Heywood Sanders: Ask harder questions on KC’s convention hotel plan
The lame-duck Kansas City council appears poised to rush a deal to commit $195 million in public funds to subsidize a new 800-room convention center hotel. Before the city’s public and private leadership ties taxpayers to a long-term commitment to a hotel developer, it makes sense to ask what is being promised for Kansas City and how other cities’ investments in hotels and convention centers have fared in recent years.
Start with sunny Phoenix. That city (and the state of Arizona) committed $600 million to triple the size of the Phoenix Convention Center, which opened in late 2008. The city also got into the hotel business, selling $350 million in bonds to build a new 1,000-room hotel. Consultants promised that the center expansion, together with the hotel, would roughly triple the city’s convention business, to 375,000 attendees every year. For the 2013 fiscal year, the new venue accommodated just 188,669 attendees, and it had only an estimated 173,000 in fiscal 2014. And so for $600 million, Phoenix got almost no new convention business. Without the expected 375,000 attendees, the adjacent Sheraton hotel has struggled, with occupancy of only 51 percent in 2013 and 57.5 percent last year, obliging the city to use tax dollars to help pay its debt.
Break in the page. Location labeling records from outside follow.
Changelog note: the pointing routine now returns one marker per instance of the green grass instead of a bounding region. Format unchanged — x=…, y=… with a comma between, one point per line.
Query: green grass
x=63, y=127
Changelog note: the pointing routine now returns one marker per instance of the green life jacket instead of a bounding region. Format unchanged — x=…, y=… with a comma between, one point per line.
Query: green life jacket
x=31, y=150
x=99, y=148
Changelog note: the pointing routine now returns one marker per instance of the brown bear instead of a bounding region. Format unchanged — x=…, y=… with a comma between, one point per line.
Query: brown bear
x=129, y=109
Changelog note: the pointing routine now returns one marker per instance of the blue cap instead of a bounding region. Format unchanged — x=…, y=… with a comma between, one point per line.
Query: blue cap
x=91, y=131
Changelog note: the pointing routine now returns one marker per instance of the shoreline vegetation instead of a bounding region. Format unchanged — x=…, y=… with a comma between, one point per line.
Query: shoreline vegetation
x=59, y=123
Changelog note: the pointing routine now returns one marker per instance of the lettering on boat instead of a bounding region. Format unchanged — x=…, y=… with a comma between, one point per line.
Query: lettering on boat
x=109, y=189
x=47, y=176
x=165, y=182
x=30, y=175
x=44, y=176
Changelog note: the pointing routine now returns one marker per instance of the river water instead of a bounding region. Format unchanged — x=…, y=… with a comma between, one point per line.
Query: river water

The story has been much the same closer to Kansas City. With an expanded convention center and domed stadium, consultants told St. Louis city officials they needed a big, new hotel. The 1,081-room Renaissance Grand Hotel and Suites was supposed to be filled by a wave of new convention attendees as the number of major conventions grew from 33 to 56, almost doubling the city’s convention business. But by 2008, the city garnered only 24 major conventions and fewer hotel room nights than in 1999 and 2000 — before the Renaissance hotel opened. Without new convention attendees, the hotel couldn’t pay its annual debt service and the bondholders foreclosed in 2009. They finally were able to sell the hotel, at a serious loss, in May 2014.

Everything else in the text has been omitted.